She
appreciated her limitations in such matters--how far she as
yet was from the knowledge necessary to forming a permanent
and self-expressive style. She was prepared to be most
cautious in giving play to an individual taste so imperfectly
educated as hers had necessarily been.
She felt that she had the natural instinct for the best and
could recognize it on sight--an instinct without which no one
can go a step forward in any of the arts. She had long since
learned to discriminate among the vast masses of offering,
most of them tasteless or commonplace, to select the rare and
few things that have merit. Thus, she had always stood out in
the tawdrily or drearily or fussily dressed throngs, had been
a pleasure to the eyes even of those who did not know why they
were pleased.
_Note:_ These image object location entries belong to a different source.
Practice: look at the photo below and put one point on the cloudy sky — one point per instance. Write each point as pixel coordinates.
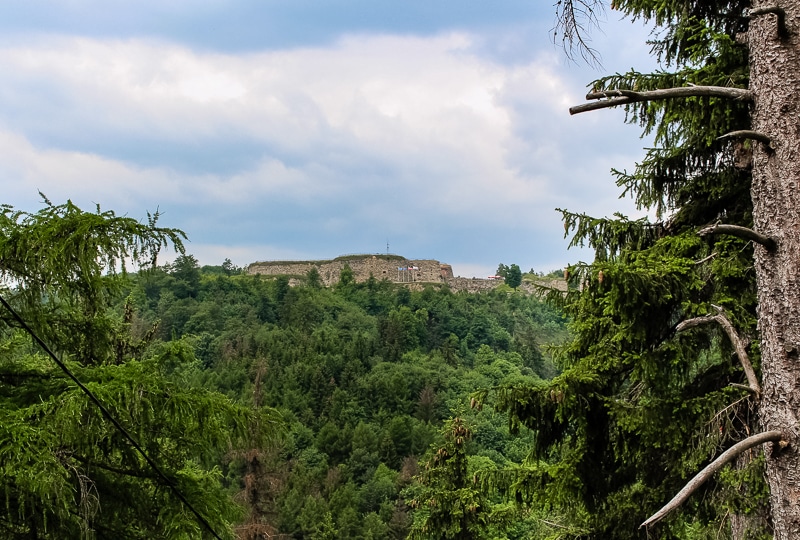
(291, 129)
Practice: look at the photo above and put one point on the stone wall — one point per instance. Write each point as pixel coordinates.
(415, 272)
(393, 268)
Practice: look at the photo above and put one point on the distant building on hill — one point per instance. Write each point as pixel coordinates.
(395, 268)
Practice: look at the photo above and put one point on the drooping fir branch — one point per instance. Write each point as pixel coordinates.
(749, 134)
(710, 469)
(741, 232)
(783, 32)
(736, 340)
(624, 97)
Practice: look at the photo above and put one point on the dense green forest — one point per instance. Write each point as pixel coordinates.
(363, 377)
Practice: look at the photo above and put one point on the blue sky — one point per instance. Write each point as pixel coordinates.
(296, 129)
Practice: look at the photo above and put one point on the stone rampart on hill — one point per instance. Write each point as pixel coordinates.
(392, 267)
(416, 272)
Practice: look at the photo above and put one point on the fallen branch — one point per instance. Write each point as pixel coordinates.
(749, 134)
(709, 470)
(736, 340)
(783, 32)
(623, 97)
(741, 232)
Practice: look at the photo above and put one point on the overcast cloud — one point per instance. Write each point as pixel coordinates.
(271, 130)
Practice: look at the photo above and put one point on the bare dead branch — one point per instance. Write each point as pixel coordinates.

On that momentous day, she finally saw a woman
dressed in admirable taste who was wearing a costume simple
enough for her to venture to think of copying the main points.
She walked several blocks a few yards behind this woman, then
hurried ahead of her, turned and walked toward her to inspect
the front of the dress. She repeated this several times
between the St. Regis and Sherry's. The woman soon realized,
as women always do, what the girl in the shirtwaist and short
skirt was about. But she happened to be a good-natured
person, and smiled pleasantly at Susan, and got in return a
smile she probably did not soon forget.